A federal judge on Monday blocked key provisions of a California law that sharply restricts the sale of a new handgun in the state, saying parts of the law violate the Second Amendment.
The lawsuit challenging the law was filed last year by the California Rifles and Pistols Association and other gun rights advocates following a landmark 2022 U.S. Supreme Court ruling that set new standards for evaluating firearms restrictions. The ruling left many laws designed to regulate and restrict the sale and use of guns – in California and across the country – in jeopardy.
U.S. District Court Judge Cormac Carney, sitting in Santa Ana, wrote on Monday that California’s demands for new handguns are unconstitutional and cannot be met. Because of these restrictions, Carney writes, no new models of semi-automatic pistols have been allowed to be sold since 2013, forcing Californians to buy older and potentially less safe models.
He has issued a preliminary injunction that will take effect in two weeks, meaning the state will have to stop enforcing the law. The delay gives the State Department of Justice time to file an appeal. California Attorney General Rob Bonta’s office did not immediately respond to a request for comment.
In California, state law requires new pistols to have three components: a chamber-load indicator to show if the pistol is loaded; a magazine release mechanism that will stop the pistol from firing if the magazine is not inserted correctly; and the ability to be microstamped to make it easier for law enforcement to associate spent cartridge cases with the weapon they were fired from.
“No pistol in the world has all three of these characteristics,” the judge wrote. “These regulations are having a devastating effect on the ability of Californians to acquire and use new, modern handguns.”
Old handguns were included on what is known as the “list” or list of weapons that pass the safety test under a state law known as the Unsafe Handgun Act.
“California people have the constitutional right to acquire and use the most advanced handguns for self-defense,” he wrote. “They shouldn’t be forced to settle for decade-old model guns to keep them safe inside or outside the house.”

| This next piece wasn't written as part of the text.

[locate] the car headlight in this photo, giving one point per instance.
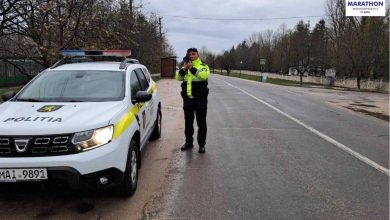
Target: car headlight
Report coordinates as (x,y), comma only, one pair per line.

Previous attempts to challenge the state law, filed before last year’s Supreme Court ruling, have been unsuccessful.
Chuck Michel, head of the California Rifles and Pistols Association, said the three requirements were “impossible to meet.”

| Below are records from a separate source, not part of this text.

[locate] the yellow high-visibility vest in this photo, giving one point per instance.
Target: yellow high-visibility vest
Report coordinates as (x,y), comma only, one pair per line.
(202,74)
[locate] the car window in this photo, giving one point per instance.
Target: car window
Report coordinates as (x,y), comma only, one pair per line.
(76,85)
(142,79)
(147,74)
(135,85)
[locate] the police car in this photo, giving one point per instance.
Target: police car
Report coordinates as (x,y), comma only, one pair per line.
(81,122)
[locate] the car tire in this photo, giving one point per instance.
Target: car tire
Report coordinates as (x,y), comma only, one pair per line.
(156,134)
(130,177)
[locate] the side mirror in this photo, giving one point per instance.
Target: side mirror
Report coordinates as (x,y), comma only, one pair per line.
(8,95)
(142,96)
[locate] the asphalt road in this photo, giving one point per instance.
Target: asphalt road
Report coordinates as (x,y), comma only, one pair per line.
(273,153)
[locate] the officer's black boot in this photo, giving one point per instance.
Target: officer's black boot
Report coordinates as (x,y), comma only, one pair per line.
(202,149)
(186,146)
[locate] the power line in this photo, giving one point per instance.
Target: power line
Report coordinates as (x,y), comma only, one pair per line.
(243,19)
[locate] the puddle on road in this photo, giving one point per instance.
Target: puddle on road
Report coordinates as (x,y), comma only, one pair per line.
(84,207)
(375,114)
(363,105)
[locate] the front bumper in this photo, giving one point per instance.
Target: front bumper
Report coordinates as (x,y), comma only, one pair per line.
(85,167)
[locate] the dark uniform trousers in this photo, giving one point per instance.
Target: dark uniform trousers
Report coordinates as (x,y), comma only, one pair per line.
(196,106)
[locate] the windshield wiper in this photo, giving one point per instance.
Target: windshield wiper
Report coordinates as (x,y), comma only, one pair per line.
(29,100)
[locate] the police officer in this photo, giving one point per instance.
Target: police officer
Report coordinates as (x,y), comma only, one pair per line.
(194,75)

“For decades, this ‘listed’ law has denied law-abiding citizens the right to choose a handgun that suits their individual needs,” he wrote in a statement on Monday. “If we can hold on to this great victory in the Second Amendment, people will be able to choose from thousands of the newest, best, and safest handguns made today.”

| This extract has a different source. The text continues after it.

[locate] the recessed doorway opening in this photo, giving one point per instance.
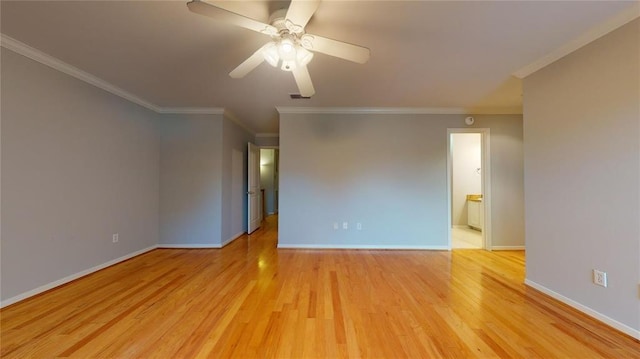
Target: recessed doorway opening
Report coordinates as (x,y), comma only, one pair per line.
(469,199)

According to gun control group Everytown for Gun Safety, only New York City has similar microstamping requirements.
The National Shooting Sports Foundation, the trade association for firearms manufacturers, welcomed the preliminary injunction in a statement Monday.
“For far too long, the Second Amendment has been severely violated by elected officials who have used every opportunity to block roads to law-abiding citizens seeking to exercise their Second Amendment rights,” said Lawrence Keane, senior vice president of the organization. “The order is the first step in a protracted legal battle, but it is a significant victory.”